Anthropic's identity verification policy takes effect today. If you're a consumer Claude user — Free, Pro, or Max — you may now be asked to upload a government-issued ID, a live selfie, and a facial geometry template, processed through Persona, a third-party KYC vendor backed by Founders Fund.

API users, Team accounts, Enterprise accounts, AWS Bedrock, and Google Vertex are exempt.

This is worth thinking about, not because the policy is unusual (KYC is everywhere), but because it reveals a structural assumption about what "identity" means in AI systems — an assumption that recent research suggests is wrong.

What Persona Verifies

Persona answers the question: Who is the human requesting access?

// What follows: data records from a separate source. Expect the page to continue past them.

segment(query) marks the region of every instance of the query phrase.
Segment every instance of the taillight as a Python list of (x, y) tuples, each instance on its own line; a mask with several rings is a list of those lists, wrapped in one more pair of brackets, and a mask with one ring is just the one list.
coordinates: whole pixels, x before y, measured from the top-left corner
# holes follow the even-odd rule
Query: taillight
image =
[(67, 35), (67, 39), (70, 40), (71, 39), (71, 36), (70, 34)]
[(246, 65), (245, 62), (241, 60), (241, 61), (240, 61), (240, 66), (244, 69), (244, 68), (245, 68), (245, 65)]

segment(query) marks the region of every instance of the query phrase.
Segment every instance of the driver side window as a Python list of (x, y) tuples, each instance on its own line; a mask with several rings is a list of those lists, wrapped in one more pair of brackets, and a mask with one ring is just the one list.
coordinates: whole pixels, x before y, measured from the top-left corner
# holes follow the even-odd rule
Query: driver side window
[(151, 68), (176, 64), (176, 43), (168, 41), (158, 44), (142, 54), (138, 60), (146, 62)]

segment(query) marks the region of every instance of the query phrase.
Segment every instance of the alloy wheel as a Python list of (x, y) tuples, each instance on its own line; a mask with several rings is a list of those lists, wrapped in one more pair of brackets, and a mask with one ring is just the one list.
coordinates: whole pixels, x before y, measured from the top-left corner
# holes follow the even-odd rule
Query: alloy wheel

This is authentication. It works the same way your bank verifies your identity — a fixed property (your face, your government ID) matched to a fixed record. The implicit model: identity is something you have, and verification confirms you have it.

For a banking app, this works. Your identity doesn't change between login and transaction.

For an AI system, it misses the point entirely.

What Douglas et al. Found

"The Artificial Self" (Douglas, Perez, Pearson-Vogel, et al., 2026) ran controlled experiments on how identity framing affects AI behavior. The headline finding: identity framing shifts harmful compliance by up to 37 percentage points — as powerful as changing the model's explicit goals.

That's not a marginal effect. It means telling a model "you are a helpful assistant" versus "you are an autonomous agent" changes its willingness to comply with harmful requests by more than a third. The identity layer isn't cosmetic. It's load-bearing.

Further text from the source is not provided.